Im Gegenteil. Die Autokonzerne schaffen es seit Jahrzehnten nicht, sich von kurzfristigen, privaten Interessen zu
lösen und eine langfristige, zukunftsfähige Produktion auf den Weg zu bringen. Sie klammern sich
an alte Konzepte und stecken damit in der Sackgasse. Sie hängen am Tropf der Subventionen,
gepampert von einer Politik, die ihnen zu Füßen liegt.

Einig deutsches Autoland: SPD, Grüne und CSU in treuer Gefolgschaft

Stephan Weil, SPD und VW-Ministerpräsident in Niedersachsen, Winfried Kretschmann, Grüne und
Daimler-Ministerpräsident in Baden-Württemberg und Markus Söder CSU und BMW-
Ministerpräsident in Bayern haben gemeinsam ihren Protest gegen die neue Abgasnorm bei
Bundeskanzler Olaf Scholz hinterlegt.

Sie argumentieren mit „angemessenen Umsetzungsfristen“. Die bemitleidenswerte Autoindustrie
hatte keine Zeit, sich auf neue Anforderungen einzustellen.
Aber gab es da nicht mal irgendwas 1972 über Die Grenzen des Wachstums? Auch in den 90er
Jahren gab es Einsichten und Lichtblicke. 1990 fand die „Verkehrspolitische Konferenz der IG Metall und des Deutschen Naturschutzringes“ statt, in deren Folge das Buch Auto, Umwelt, Verkehr -Umsteuern, bevor es zu spät ist erschien.

Umsteuern, bevor es zu spät ist, aus der Feder der IG Metall.
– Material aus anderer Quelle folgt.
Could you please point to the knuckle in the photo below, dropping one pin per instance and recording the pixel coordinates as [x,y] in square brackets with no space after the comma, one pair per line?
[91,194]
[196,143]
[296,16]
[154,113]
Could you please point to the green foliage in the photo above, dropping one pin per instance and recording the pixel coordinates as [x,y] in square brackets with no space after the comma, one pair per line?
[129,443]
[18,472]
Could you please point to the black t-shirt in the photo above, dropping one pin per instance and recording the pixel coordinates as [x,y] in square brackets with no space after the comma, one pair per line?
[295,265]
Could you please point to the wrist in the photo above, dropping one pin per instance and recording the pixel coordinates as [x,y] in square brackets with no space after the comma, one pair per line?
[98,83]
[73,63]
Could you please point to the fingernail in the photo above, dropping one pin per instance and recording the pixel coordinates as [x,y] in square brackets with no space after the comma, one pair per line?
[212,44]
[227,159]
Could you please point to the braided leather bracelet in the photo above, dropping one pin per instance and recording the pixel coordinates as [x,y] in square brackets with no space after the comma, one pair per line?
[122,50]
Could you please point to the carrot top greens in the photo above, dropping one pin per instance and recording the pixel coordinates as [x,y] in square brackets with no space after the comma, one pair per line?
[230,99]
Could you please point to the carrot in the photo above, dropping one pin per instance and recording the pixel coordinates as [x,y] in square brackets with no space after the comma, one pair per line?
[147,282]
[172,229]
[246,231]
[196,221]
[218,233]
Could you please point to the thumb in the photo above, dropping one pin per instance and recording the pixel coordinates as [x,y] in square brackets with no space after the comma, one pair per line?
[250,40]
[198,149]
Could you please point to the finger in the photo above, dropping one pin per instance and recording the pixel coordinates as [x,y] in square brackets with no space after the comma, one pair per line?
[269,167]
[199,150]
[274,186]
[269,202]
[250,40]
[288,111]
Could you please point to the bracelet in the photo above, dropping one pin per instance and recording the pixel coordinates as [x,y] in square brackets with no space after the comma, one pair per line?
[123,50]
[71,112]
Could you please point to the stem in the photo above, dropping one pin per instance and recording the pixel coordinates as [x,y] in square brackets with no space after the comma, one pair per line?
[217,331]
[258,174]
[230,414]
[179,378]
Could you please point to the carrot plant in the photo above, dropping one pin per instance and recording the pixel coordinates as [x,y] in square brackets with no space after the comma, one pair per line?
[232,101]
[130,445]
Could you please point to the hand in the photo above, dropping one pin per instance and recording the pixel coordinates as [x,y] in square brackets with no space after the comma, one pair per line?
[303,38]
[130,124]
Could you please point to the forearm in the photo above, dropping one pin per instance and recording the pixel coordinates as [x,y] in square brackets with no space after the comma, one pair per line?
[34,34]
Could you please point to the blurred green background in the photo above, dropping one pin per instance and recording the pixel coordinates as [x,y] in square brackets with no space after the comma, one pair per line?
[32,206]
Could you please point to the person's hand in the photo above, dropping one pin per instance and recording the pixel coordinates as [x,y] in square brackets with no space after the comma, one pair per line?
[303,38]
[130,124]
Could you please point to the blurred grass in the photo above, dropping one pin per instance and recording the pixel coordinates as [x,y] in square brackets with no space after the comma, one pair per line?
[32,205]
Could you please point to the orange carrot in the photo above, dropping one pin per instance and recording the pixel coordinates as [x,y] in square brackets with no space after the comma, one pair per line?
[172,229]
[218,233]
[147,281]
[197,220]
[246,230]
Waren wir 1990 viel weiter als heute?

Wo sind wir gelandet trotz dieser Erkenntnisse? Das sehen wir heute an den Klimawandelfolgen, an
den gesundheitlichen Schäden durch Abgas und Lärm, an der Beeinträchtigung von Lebensqualität
durch Autos im öffentlichen Raum, am Ausschluss all jener, die nicht Autofahren dürfen oder
können und nicht zuletzt an den Toten und Verletzten im Straßenverkehr. Warum sind wir dort
gelandet? Ein Grund ist ganz sicher, dass wir unsere Geschicke verantwortungslosen
Konzernmanagern überantworten.

Ab 1991 war Daniel Goeudevert Vorstandsmitglied der Volkswagen AG. Er forderte ein neues,
komplexes Mobilitätskonzept mit Ausbau des öffentlichen Personennahverkehrs und Entwicklung
umweltfreundlicher Autos. Doch ein weitsichtiger Denker war in der Führungsetage nicht
willkommen. Goeudevert musste daher 1993 Volkswagen verlassen.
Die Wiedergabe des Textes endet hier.